Whenever you use an ATM, you access a mainframe. Most businesses use them to process crucial functions on web browsers.
They are still large scale in a world where everything’s gone miniature. They can be expensive to maintain but your larger corporations couldn’t exist without them.
The machine owes its longevity and popularity to its stability and reliability. That’s the result of steady advances made since the very first device, the System/360™ in the 1960s.
Unparalleled Functionality
The device has design strengths that make them invaluable to mission-critical applications. Organizations are applying them to financial transactions, customer orders, inventory and production controls, payroll, and many other reasons.
Today’s busiest websites typically store production databases on a host. The latest solutions are capable of managing massive numbers of applications and users.
There’s simultaneous and rapid access to data without processes tripping over each other.
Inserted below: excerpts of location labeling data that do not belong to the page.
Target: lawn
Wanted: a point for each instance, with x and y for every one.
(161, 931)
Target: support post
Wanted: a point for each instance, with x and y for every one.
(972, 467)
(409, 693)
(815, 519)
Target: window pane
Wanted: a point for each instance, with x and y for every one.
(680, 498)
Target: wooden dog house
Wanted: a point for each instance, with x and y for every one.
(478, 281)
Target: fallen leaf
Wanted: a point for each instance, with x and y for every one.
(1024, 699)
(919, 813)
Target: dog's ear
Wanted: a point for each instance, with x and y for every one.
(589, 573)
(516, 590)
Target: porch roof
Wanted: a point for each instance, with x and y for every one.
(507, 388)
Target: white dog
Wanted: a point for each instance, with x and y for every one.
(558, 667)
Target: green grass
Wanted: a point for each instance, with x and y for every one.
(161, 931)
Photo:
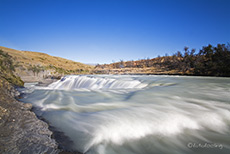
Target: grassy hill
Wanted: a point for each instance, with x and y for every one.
(38, 64)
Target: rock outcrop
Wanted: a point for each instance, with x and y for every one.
(20, 130)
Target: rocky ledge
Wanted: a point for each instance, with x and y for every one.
(20, 130)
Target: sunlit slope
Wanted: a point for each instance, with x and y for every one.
(37, 62)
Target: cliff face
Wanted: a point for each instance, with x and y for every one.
(20, 130)
(36, 67)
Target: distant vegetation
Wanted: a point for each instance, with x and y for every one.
(210, 60)
(27, 63)
(7, 69)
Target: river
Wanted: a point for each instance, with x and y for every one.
(131, 114)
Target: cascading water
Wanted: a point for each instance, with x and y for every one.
(90, 82)
(138, 114)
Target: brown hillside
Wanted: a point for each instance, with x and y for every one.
(26, 58)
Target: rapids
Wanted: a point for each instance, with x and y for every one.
(128, 114)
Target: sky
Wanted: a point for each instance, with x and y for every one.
(106, 31)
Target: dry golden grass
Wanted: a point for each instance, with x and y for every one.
(26, 58)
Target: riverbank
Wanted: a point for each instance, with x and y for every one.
(20, 130)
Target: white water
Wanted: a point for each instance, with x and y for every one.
(139, 114)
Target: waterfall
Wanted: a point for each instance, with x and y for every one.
(72, 82)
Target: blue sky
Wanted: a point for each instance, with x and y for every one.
(103, 31)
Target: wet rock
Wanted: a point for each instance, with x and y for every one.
(20, 130)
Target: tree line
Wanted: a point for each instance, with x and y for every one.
(209, 61)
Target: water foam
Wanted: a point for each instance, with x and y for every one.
(89, 82)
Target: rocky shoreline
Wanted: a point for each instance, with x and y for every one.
(20, 130)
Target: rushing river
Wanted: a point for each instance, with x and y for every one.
(105, 114)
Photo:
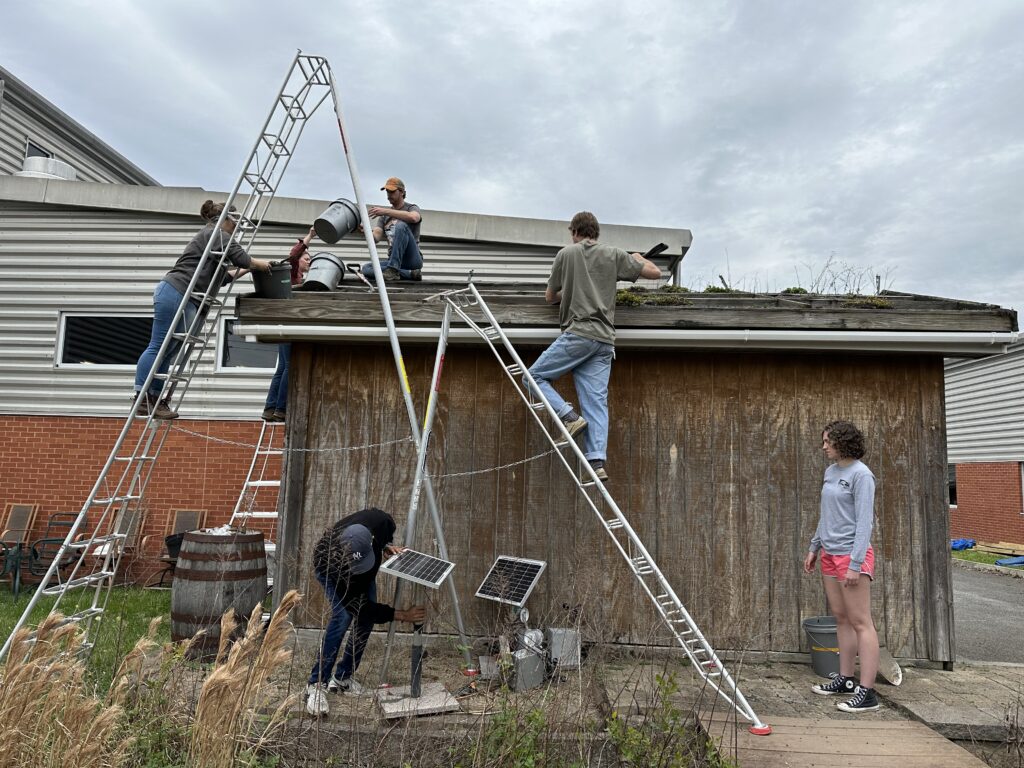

This computer offers a critical level of scalability and reliability, creating secure and efficient operations.
Benefits
Large organizations appreciate their mainframes for all the following reasons.
- They perform large-scale processing of transactions, often thousands per second.
- Concurrently accessing resources, these devices support thousands of users and programs.
- They manage terabytes of database information.
- The solutions are capable of large-bandwidth communication.
The devices are also the superhighway to many roads of information.
Serviceability, Reliability, and Availability
Important factors in data processing are reliability, serviceability, and availability. The engineering prioritizes effective systems running constantly.
Security
Accounting data, customer lists, employee information, etc., are a company’s most valuable assets. They are exceptional resources for managing critical data. They extensively share and protect data across multiple uses.
Scalability
Growth in infrastructure is what every organization wants. But they hope to increase their stance with the ability to seamlessly add capacity without a disturbance in operations. And it’s hopefully done with excessive overhead.
Compatibility
Companies have a great investment to safeguard their investment in data and applications. The mainframe’s capability to manage older applications and ones at the same time streamlines function. Working in the system or working with other programs and devices only maximize the solution as an asset.
Traditional Mainframes
The traditional device is still doing the same jobs they have since the 1960s. Almost two-thirds of Fortune 100 companies use mainframes. Mainframes play a significant role at American Emirates Airlines, Nike, Ford Motors, and Bank of America.
The resource is still expensive, bulky, and needs specialized talent to keep it going. But its ROI means it’s a long way from getting replaced by smartwatches or computers. Even with the ever-expanding cloud, no one’s considering getting rid of their mainframes.